As I start this journey, it seems like the universe wanted me to heal this part of me first: to reconcile with my past, to befriend who I was. I will never understand how things work. I built a hardened exterior shielding me from connecting when connecting is the only reason why I am in this world. Coming home—one of many—has broken me. And as strange as it sounds, I don’t feel like I need to go to India anymore. I thought I needed to be far away to shatter so I could rebuild myself as I write my novel. But coming home has broken me a lot faster, and a lot swifter in a way I could not have anticipated. I’d always be thankful to my teachers, and I hope to honor them with every action I take in this life. I feel strong again. Maybe I needed to shed some tears. Maybe I needed to have a few beers with the friends who, slap on the wrist, don’t care how far I go. They’d always have a place for when I return. I feel strong again; strong to let people in again. Yesterday I heard on the radio that the strength of a man is best measured in his capacity to delicately hold a baby in his hands. Today I read in a poster at the Vietnamese restaurant that courage is doing the difficult things with grace. As I transit through this life, with my flaws and virtues, with the time I am given, I hope to be courageous enough to gracefully lower my shields, to tell the people that are important to me, how important they are, to never let time elapse so long that I don’t have a chance to thank you for walking with me. I hope to continue to be strong enough to hold a baby in my hands, because today I start writing again.

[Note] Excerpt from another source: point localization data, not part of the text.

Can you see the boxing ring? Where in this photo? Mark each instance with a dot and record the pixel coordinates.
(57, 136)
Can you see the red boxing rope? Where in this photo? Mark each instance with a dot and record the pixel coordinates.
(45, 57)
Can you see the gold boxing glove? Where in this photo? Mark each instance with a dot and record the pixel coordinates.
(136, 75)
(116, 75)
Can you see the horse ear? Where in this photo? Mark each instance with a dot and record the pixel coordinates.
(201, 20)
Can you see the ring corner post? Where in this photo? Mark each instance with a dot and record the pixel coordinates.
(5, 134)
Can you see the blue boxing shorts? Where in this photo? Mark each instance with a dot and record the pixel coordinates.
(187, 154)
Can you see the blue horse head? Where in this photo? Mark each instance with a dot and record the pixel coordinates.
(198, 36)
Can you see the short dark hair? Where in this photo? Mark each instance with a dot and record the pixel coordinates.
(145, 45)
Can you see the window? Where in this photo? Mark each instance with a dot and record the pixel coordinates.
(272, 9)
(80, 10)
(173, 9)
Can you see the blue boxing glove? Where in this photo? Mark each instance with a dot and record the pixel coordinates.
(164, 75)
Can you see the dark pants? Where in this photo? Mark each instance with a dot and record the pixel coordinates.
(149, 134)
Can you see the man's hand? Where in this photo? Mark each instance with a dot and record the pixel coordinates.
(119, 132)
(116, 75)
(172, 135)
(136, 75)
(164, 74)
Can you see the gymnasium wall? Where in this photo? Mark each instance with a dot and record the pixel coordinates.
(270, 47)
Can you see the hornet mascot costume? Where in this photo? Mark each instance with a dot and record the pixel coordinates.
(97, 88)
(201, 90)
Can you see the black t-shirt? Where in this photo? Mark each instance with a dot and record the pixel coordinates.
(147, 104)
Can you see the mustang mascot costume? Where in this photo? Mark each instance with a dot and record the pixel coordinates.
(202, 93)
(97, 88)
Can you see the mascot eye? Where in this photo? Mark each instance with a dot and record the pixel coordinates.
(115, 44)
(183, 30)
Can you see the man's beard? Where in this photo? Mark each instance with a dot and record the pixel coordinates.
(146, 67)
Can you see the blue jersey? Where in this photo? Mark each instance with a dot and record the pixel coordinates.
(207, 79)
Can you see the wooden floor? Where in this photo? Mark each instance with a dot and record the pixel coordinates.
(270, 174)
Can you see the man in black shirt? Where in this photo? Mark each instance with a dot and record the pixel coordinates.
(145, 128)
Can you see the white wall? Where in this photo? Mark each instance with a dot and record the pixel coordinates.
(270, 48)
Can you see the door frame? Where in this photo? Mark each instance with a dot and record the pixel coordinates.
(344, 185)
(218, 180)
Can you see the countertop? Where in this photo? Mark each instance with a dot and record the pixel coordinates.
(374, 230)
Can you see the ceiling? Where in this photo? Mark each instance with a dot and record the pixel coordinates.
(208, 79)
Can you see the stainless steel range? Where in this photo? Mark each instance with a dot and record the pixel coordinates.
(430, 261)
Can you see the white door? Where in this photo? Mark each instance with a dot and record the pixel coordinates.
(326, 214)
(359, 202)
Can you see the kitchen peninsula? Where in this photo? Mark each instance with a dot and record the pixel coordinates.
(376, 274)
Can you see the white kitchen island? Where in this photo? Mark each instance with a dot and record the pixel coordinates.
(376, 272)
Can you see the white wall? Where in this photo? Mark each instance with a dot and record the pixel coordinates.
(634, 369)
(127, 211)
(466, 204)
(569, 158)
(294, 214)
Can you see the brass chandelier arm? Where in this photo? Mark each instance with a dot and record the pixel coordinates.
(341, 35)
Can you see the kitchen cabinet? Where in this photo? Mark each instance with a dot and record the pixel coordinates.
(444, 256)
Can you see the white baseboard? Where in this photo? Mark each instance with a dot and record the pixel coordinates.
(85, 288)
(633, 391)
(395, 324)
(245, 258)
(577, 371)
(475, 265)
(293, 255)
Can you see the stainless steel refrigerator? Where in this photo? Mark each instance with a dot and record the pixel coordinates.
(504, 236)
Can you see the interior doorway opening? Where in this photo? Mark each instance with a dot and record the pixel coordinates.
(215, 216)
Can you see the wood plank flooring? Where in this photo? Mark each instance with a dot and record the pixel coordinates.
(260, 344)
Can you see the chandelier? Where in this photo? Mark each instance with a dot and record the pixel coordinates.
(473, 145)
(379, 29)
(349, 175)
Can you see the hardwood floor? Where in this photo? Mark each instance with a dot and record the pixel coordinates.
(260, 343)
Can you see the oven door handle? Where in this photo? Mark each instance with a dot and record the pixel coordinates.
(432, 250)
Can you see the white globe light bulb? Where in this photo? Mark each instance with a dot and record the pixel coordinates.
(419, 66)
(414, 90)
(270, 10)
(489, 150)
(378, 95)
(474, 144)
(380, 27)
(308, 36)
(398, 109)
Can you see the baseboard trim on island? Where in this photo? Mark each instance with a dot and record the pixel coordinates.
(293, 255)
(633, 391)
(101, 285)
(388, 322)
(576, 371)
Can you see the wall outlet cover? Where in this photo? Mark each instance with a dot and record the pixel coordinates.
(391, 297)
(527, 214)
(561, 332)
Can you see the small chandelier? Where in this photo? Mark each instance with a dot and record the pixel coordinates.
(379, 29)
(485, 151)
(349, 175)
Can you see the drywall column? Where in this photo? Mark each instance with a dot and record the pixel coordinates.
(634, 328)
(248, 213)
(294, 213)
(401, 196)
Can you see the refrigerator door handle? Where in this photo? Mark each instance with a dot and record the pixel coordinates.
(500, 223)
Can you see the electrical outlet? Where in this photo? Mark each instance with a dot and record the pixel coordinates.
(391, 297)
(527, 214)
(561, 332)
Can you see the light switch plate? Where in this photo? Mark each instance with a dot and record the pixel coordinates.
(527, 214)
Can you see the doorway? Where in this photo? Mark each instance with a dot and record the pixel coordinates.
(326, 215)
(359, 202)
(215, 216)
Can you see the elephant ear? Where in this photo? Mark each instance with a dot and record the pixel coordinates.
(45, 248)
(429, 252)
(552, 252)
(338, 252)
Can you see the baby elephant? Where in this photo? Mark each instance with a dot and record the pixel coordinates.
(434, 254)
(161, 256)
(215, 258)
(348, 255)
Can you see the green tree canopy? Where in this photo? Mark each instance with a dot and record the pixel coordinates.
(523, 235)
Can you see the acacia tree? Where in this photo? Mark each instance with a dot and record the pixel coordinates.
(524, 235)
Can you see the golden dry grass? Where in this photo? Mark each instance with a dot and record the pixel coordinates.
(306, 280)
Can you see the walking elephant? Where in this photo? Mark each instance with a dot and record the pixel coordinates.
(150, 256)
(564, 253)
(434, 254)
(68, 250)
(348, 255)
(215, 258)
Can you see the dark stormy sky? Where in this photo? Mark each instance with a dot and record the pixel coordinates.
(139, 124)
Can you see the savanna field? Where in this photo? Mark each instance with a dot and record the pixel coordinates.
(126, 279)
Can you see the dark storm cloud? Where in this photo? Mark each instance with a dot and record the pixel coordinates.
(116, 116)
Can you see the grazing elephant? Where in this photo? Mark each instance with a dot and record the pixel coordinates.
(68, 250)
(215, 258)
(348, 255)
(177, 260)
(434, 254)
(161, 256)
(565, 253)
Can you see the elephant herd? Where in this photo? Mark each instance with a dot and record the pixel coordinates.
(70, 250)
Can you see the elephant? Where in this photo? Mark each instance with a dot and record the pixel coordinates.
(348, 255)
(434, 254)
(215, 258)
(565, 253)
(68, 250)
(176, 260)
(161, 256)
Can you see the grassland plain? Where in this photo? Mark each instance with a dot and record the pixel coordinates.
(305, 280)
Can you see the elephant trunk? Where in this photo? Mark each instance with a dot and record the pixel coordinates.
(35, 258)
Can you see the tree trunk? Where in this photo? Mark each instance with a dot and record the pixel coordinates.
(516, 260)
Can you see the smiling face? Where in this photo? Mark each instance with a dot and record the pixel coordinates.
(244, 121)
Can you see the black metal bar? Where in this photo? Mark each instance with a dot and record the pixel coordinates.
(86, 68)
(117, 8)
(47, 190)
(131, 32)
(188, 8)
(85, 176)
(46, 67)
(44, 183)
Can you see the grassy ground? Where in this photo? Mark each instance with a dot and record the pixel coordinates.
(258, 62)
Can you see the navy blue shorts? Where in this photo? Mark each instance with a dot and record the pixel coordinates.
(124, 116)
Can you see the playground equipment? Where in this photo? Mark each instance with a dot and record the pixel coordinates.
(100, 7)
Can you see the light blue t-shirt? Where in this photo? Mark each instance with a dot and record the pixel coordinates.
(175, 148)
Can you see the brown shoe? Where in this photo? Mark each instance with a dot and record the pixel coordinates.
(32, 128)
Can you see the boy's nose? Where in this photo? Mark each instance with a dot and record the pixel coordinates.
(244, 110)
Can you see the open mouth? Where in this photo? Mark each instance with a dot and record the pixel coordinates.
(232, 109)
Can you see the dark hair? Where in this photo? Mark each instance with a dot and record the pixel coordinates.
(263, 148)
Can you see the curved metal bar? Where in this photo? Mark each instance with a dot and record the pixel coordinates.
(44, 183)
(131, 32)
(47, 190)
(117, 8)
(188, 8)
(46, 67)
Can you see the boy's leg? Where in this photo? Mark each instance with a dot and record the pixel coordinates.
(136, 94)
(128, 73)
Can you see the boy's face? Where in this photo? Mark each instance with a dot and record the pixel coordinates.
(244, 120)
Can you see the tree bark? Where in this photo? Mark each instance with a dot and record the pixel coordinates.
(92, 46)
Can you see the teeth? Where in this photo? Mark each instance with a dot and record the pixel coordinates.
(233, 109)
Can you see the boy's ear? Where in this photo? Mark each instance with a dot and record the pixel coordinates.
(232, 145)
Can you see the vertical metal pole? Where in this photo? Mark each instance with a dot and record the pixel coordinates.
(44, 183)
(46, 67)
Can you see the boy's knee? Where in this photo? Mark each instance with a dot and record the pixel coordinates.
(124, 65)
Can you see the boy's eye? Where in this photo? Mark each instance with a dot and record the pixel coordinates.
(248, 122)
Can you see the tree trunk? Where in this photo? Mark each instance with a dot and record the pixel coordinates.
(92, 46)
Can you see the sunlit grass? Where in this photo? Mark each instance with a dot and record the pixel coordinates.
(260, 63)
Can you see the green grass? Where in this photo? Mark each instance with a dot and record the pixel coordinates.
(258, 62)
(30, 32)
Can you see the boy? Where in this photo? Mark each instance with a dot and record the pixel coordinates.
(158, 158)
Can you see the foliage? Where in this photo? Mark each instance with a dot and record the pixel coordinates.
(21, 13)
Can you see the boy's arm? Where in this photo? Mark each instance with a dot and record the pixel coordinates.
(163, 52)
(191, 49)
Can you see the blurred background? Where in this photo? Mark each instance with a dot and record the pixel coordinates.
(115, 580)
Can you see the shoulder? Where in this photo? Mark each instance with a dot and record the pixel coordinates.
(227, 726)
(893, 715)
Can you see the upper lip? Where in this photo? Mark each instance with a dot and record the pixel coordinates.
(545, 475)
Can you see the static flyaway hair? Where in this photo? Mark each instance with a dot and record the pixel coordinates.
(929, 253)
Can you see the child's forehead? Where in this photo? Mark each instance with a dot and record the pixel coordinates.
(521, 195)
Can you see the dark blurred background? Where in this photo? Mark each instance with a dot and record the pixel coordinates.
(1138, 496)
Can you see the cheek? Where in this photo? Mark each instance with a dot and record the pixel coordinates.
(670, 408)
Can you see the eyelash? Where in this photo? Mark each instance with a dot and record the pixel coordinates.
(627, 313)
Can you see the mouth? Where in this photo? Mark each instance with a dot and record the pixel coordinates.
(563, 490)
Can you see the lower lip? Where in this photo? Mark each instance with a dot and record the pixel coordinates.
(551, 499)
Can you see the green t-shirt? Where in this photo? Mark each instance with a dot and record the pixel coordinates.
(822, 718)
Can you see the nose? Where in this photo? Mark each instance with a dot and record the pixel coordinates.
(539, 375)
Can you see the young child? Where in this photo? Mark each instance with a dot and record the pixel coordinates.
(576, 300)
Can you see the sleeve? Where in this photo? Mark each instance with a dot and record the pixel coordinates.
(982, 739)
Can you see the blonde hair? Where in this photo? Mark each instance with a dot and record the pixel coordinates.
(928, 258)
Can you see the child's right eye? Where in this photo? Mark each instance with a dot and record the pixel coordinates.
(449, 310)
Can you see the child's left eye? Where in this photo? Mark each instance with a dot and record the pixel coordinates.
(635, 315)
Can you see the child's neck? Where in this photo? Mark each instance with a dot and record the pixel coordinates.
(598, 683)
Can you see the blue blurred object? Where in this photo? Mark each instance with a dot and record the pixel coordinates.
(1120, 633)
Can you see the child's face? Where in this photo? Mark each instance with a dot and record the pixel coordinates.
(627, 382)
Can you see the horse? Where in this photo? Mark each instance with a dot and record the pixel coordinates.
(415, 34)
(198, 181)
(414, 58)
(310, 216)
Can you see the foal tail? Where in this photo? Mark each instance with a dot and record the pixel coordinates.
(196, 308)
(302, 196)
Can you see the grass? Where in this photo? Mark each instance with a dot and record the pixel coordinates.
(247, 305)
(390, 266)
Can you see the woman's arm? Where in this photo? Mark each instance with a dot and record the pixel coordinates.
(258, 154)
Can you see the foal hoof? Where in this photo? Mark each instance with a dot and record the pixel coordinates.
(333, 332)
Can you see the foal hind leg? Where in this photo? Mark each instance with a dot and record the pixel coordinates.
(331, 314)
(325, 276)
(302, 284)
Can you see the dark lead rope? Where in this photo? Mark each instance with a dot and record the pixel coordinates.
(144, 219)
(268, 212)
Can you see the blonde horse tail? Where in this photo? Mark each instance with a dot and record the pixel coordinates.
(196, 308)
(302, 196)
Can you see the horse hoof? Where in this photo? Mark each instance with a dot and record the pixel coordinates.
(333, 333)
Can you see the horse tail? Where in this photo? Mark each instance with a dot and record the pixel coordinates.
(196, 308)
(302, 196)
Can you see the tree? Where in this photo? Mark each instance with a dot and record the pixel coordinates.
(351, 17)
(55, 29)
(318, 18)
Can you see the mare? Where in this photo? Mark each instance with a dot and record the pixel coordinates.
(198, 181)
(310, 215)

Additional commentary by a friend:
Guilt is a worthless emotion. It lets fear creep into your heart and mind and stops you from moving forward. Instead, I chose to look at my life experiences as lessons, evolution. We are all evolving. The key is to realize it. It can bring clarity or confusion. In the end, it’s our choice. I don’t have to measure up to any image of a societal success story. I already have attained great victories.